Lors de sa première publication, le 23 janvier, sa carte comprenait 48 entrées. Une semaine plus tard, 71 points s'y accumulent. Et les courriels s'entassent dans la boîte de réception d'Émeline... «Il devrait y avoir une centaine de lieux d'ici la fin du week-end», annonce-t-elle. Jusqu'où cela ira-t-il?

D'après les premières constatations, les secteurs de la musique et des arts de rue sont les plus touchés. Au 30 janvier, ils sont respectivement orphelins de 19 et 27 festivals, structures ou associations supprimés ou annulés: festival Polyfollia à Saint-Lô, Fort en Jazz à Francheville (69), Les Voix du Gaou à Six-Fours (83), les Estivales de Perpignan...

Le résultat de choix politiques

«Je souhaite mettre en avant la situation des petites comme des grandes structures. Le but de cette carte est d'être le point de départ de questionnements multiples: la place de la culture dans la société, les choix politique en matière culturelle... Chacun est à même de l'analyser comme il le souhaite», explique Émeline Jersol.

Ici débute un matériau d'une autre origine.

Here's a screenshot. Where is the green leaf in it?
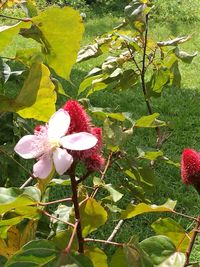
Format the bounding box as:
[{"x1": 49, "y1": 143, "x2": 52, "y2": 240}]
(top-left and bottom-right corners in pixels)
[
  {"x1": 93, "y1": 177, "x2": 123, "y2": 202},
  {"x1": 124, "y1": 0, "x2": 150, "y2": 33},
  {"x1": 110, "y1": 244, "x2": 153, "y2": 267},
  {"x1": 0, "y1": 22, "x2": 31, "y2": 53},
  {"x1": 137, "y1": 147, "x2": 163, "y2": 160},
  {"x1": 157, "y1": 35, "x2": 191, "y2": 46},
  {"x1": 174, "y1": 47, "x2": 197, "y2": 64},
  {"x1": 135, "y1": 113, "x2": 166, "y2": 128},
  {"x1": 121, "y1": 199, "x2": 176, "y2": 219},
  {"x1": 151, "y1": 218, "x2": 191, "y2": 253},
  {"x1": 146, "y1": 68, "x2": 170, "y2": 97},
  {"x1": 23, "y1": 7, "x2": 84, "y2": 80},
  {"x1": 0, "y1": 186, "x2": 41, "y2": 214},
  {"x1": 140, "y1": 235, "x2": 185, "y2": 267},
  {"x1": 0, "y1": 64, "x2": 56, "y2": 121},
  {"x1": 80, "y1": 198, "x2": 108, "y2": 236},
  {"x1": 84, "y1": 247, "x2": 108, "y2": 267}
]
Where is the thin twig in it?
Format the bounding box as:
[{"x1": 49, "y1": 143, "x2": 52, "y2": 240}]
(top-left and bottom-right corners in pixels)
[
  {"x1": 19, "y1": 177, "x2": 34, "y2": 189},
  {"x1": 107, "y1": 220, "x2": 124, "y2": 242},
  {"x1": 184, "y1": 216, "x2": 200, "y2": 267},
  {"x1": 90, "y1": 152, "x2": 113, "y2": 198},
  {"x1": 37, "y1": 197, "x2": 72, "y2": 206},
  {"x1": 0, "y1": 14, "x2": 31, "y2": 22},
  {"x1": 63, "y1": 220, "x2": 79, "y2": 255},
  {"x1": 40, "y1": 210, "x2": 74, "y2": 227},
  {"x1": 84, "y1": 238, "x2": 124, "y2": 247},
  {"x1": 169, "y1": 210, "x2": 199, "y2": 222},
  {"x1": 68, "y1": 164, "x2": 84, "y2": 253}
]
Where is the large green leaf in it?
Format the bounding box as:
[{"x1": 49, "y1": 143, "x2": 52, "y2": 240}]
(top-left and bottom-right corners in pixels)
[
  {"x1": 0, "y1": 64, "x2": 56, "y2": 121},
  {"x1": 140, "y1": 235, "x2": 185, "y2": 267},
  {"x1": 135, "y1": 113, "x2": 166, "y2": 128},
  {"x1": 23, "y1": 7, "x2": 84, "y2": 80},
  {"x1": 0, "y1": 22, "x2": 31, "y2": 53},
  {"x1": 5, "y1": 240, "x2": 93, "y2": 267},
  {"x1": 0, "y1": 186, "x2": 41, "y2": 214},
  {"x1": 121, "y1": 199, "x2": 176, "y2": 219},
  {"x1": 80, "y1": 198, "x2": 108, "y2": 236},
  {"x1": 151, "y1": 218, "x2": 191, "y2": 253},
  {"x1": 110, "y1": 244, "x2": 153, "y2": 267},
  {"x1": 84, "y1": 247, "x2": 108, "y2": 267}
]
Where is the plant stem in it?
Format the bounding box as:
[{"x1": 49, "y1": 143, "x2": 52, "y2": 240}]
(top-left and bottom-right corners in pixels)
[
  {"x1": 105, "y1": 220, "x2": 124, "y2": 249},
  {"x1": 63, "y1": 221, "x2": 79, "y2": 255},
  {"x1": 40, "y1": 210, "x2": 74, "y2": 227},
  {"x1": 68, "y1": 164, "x2": 84, "y2": 253},
  {"x1": 0, "y1": 14, "x2": 31, "y2": 22},
  {"x1": 84, "y1": 238, "x2": 124, "y2": 247},
  {"x1": 90, "y1": 152, "x2": 113, "y2": 198},
  {"x1": 19, "y1": 177, "x2": 33, "y2": 189},
  {"x1": 141, "y1": 14, "x2": 153, "y2": 115},
  {"x1": 184, "y1": 216, "x2": 200, "y2": 267},
  {"x1": 37, "y1": 197, "x2": 72, "y2": 206}
]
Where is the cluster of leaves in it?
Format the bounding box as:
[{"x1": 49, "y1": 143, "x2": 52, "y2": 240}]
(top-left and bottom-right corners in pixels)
[{"x1": 0, "y1": 0, "x2": 196, "y2": 267}]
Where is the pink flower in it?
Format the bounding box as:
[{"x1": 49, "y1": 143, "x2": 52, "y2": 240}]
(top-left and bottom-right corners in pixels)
[
  {"x1": 181, "y1": 148, "x2": 200, "y2": 185},
  {"x1": 14, "y1": 109, "x2": 98, "y2": 179}
]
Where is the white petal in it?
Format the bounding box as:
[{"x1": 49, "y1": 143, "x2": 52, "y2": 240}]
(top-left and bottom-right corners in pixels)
[
  {"x1": 53, "y1": 148, "x2": 73, "y2": 175},
  {"x1": 14, "y1": 135, "x2": 37, "y2": 159},
  {"x1": 48, "y1": 109, "x2": 70, "y2": 138},
  {"x1": 33, "y1": 157, "x2": 53, "y2": 179},
  {"x1": 60, "y1": 132, "x2": 97, "y2": 150}
]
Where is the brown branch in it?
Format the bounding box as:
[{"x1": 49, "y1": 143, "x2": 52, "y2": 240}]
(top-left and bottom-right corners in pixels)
[
  {"x1": 63, "y1": 221, "x2": 79, "y2": 255},
  {"x1": 19, "y1": 177, "x2": 33, "y2": 189},
  {"x1": 183, "y1": 216, "x2": 200, "y2": 267},
  {"x1": 90, "y1": 152, "x2": 113, "y2": 198},
  {"x1": 107, "y1": 220, "x2": 124, "y2": 242},
  {"x1": 0, "y1": 14, "x2": 31, "y2": 22},
  {"x1": 37, "y1": 197, "x2": 72, "y2": 206},
  {"x1": 84, "y1": 238, "x2": 125, "y2": 247},
  {"x1": 68, "y1": 164, "x2": 84, "y2": 253},
  {"x1": 40, "y1": 210, "x2": 74, "y2": 227}
]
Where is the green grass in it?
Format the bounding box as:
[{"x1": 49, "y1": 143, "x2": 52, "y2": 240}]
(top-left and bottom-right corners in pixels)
[{"x1": 1, "y1": 3, "x2": 200, "y2": 260}]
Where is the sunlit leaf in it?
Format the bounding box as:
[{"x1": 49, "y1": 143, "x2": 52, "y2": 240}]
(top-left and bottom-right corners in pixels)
[
  {"x1": 151, "y1": 218, "x2": 191, "y2": 253},
  {"x1": 140, "y1": 235, "x2": 185, "y2": 267},
  {"x1": 121, "y1": 199, "x2": 176, "y2": 219},
  {"x1": 80, "y1": 198, "x2": 107, "y2": 236},
  {"x1": 174, "y1": 48, "x2": 197, "y2": 64},
  {"x1": 0, "y1": 186, "x2": 41, "y2": 214},
  {"x1": 22, "y1": 7, "x2": 84, "y2": 80},
  {"x1": 135, "y1": 113, "x2": 166, "y2": 128},
  {"x1": 137, "y1": 147, "x2": 163, "y2": 160},
  {"x1": 0, "y1": 64, "x2": 56, "y2": 121},
  {"x1": 0, "y1": 22, "x2": 31, "y2": 53}
]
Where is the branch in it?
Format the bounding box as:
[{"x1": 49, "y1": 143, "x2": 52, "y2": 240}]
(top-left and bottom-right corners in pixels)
[
  {"x1": 0, "y1": 14, "x2": 31, "y2": 22},
  {"x1": 40, "y1": 210, "x2": 74, "y2": 227},
  {"x1": 19, "y1": 177, "x2": 35, "y2": 189},
  {"x1": 183, "y1": 216, "x2": 200, "y2": 267},
  {"x1": 90, "y1": 152, "x2": 113, "y2": 198},
  {"x1": 63, "y1": 221, "x2": 79, "y2": 255},
  {"x1": 37, "y1": 197, "x2": 72, "y2": 206},
  {"x1": 104, "y1": 220, "x2": 124, "y2": 245},
  {"x1": 68, "y1": 164, "x2": 84, "y2": 253},
  {"x1": 84, "y1": 238, "x2": 125, "y2": 247}
]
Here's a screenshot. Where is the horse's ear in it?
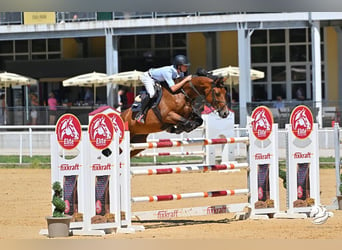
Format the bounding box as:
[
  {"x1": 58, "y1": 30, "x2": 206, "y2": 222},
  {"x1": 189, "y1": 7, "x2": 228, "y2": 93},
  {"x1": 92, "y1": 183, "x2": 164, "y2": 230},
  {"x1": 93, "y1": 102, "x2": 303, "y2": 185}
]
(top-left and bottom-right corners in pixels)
[{"x1": 214, "y1": 76, "x2": 226, "y2": 88}]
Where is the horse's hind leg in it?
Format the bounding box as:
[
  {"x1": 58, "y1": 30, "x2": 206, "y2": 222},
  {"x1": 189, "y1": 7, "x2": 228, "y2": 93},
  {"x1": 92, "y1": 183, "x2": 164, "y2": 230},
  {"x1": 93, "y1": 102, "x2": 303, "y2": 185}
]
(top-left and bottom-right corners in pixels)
[{"x1": 130, "y1": 134, "x2": 148, "y2": 158}]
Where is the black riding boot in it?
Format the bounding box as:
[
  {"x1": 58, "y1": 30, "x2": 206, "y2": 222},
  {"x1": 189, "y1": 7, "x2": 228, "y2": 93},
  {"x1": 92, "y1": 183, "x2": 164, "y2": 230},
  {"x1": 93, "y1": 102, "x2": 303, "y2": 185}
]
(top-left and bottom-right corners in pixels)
[{"x1": 135, "y1": 95, "x2": 150, "y2": 123}]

Son ambition n'est pas d'expliquer elle-même ces changements à la lumière de la politique. La couleur des mairies n'est d'ailleurs pas indiquée. Mais elle l'assure, «les annulations et suppressions sont des choix politiques. La culture est toujours la première à être remise en question lors de coupes budgétaires.» Des choix assumés aussi bien «par la droite que par la gauche», affirme-t-elle. «Lors d'un changement de bord politique, la volonté est de faire table rase du passé et d'apporter des changements. Et la culture, ça se voit», précise-t-elle.

Pour la médiatrice culturelle, sa carte ne met en valeur que la «partie visible de l'iceberg». Derrière tout cela, il y a des emplois supprimés, tant dans l'administration, la technique ou l'artistique. Émeline Jersol n'en est qu'au début, son outil étant «évolutif». Dès qu'elle le pourra, elle ajoutera à sa «cartocrise» des informations supplémentaires sur les coupes budgétaires ou encore les déménagements forcés que subissent certaines associations. Et elle compte bien faire son travail au jour le jour pour «expliquer les bienfaits de la culture» lors de ses activités de médiation.